Premium equipment territory growth
For nearly a decade, I represented premium roasting equipment across North America, with defined responsibility across the US Midwest and Eastern Canada and broader customer exposure across the continent.
This was a high-trust, long-cycle sales environment. Typical sales cycles often ran 6 to 18 months. Buyers were not simply comparing machines. They were weighing operating fit, future capacity, installation implications, risk, support, and the credibility of the person guiding the process.
Average equipment sales sat around $117k USD, with larger projects around $250k USD. The work required sustained follow-up, careful qualification, technical fluency, and the ability to keep a serious buying process moving without forcing it.
The wider value often came after the initial order. Many sales created opportunities around venting, installation coordination, parts, service, and related project work.
What this shows
This shows long-cycle sales discipline, premium-product credibility, territory development, and the ability to grow account value beyond the first transaction.
OEM market entry
I helped develop a US market-facing platform for a South African manufacturer entering the market.
The challenge was not simply introducing a product. It was creating enough local credibility for buyers to engage seriously. That meant shaping the market-facing identity, developing materials, translating the offer for a US audience, recruiting supporting sales help, and supporting early traction that led to an initial sale.
This kind of work sits between strategy and selling. A manufacturer can have a strong product and still struggle if the market does not yet understand the offer, trust the support model, or see a credible local path to purchase.
What this shows
This shows market-entry thinking, OEM support, positioning judgment, and the ability to help turn an overseas product into a credible in-market opportunity.
New-product commercialization
I brought a China-sourced optical sorter to market as a white-label equipment offer for North American buyers.
This involved sourcing, supplier coordination, positioning, sell-sheet creation, offer development, and customer-facing sales work. The difficulty was not simply finding a product. It was creating enough confidence around a lesser-known offer in a market where credibility matters.
A sourced product does not become a marketable offer on its own. It needs a clear buyer case, credible presentation, risk reduction, and a path into the right conversations.
What this shows
This shows practical commercialization experience, supplier development, offer creation, and the ability to build market-facing credibility around a new product.
Technical supporting systems
Alongside equipment sales, I sold and scoped technically demanding exhaust venting and plant-support projects across coffee roasters, boilers, specialized building routing, MRI-related routing, and geothermal-related air intake work.
This work required turning complexity into clear proposals, understanding fit and routing issues, and maintaining buyer trust where the supporting system was critical to the overall project.

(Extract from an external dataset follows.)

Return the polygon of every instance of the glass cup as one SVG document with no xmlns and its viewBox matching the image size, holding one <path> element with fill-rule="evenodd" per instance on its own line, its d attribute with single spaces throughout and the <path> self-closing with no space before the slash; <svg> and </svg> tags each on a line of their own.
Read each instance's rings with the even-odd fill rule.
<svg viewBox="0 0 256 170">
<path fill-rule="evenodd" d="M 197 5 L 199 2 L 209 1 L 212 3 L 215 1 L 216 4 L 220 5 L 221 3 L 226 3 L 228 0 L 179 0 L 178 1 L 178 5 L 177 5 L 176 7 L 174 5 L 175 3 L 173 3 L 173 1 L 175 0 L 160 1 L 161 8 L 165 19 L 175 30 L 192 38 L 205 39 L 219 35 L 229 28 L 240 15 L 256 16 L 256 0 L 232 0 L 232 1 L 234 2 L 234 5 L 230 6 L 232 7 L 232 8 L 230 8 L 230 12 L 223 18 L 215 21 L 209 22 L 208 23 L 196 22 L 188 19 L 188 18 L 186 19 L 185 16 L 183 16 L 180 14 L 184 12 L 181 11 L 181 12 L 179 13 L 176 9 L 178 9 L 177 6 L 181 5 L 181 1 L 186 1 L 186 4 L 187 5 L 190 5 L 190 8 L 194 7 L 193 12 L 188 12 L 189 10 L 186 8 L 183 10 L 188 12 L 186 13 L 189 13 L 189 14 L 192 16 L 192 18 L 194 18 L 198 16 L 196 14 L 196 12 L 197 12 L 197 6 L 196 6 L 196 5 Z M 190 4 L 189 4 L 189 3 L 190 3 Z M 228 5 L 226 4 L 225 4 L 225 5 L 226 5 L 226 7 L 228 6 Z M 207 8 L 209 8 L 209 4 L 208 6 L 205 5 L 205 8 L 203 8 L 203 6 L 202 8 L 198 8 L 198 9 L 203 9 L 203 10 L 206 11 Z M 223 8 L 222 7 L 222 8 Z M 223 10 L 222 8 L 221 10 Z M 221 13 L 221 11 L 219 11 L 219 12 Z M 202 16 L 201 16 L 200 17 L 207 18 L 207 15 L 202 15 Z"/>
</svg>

It also expanded the commercial model beyond the primary equipment sale. Supporting systems created additional value, deepened the customer relationship, and helped ensure the broader project actually worked.
What this shows
This shows technical-commercial range beyond coffee, comfort around engineered systems, and the ability to translate complexity into buyer confidence.
Industry presence and credibility
I have regularly attended major SCA and World of Coffee events in the US over multiple years, attended AHR in the HVAC market, been mentioned in Daily Coffee News, and contributed to Perfect Daily Grind on roastery planning, equipment consistency, and roasting-space upgrades.
These markers are not the main story, but they support the broader point: I have spent years close to buyers, manufacturers, technical products, and real market conversations.
Account growth after the first order
A recurring part of my commercial model was retaining the customer after the first order and growing the wider relationship over time.
In practice, this often meant adding roughly $20k to $40k around a machine sale through venting, service, installation coordination, parts, supporting systems, and related opportunities that many reps would have left on the table.
Repeat customers were a major part of the model, particularly on the service and supporting-systems side. That pattern mattered because it turned a transaction into a durable customer relationship.
What this shows
This shows strategic account development, follow-on revenue thinking, and an understanding of lifetime customer value around technical products.
What connects the work
The common thread is not one industry.
It is the pattern underneath: technical products, considered buying decisions, trust-building, cross-border market development, and account growth around serious equipment.
That is the work I am most interested in now.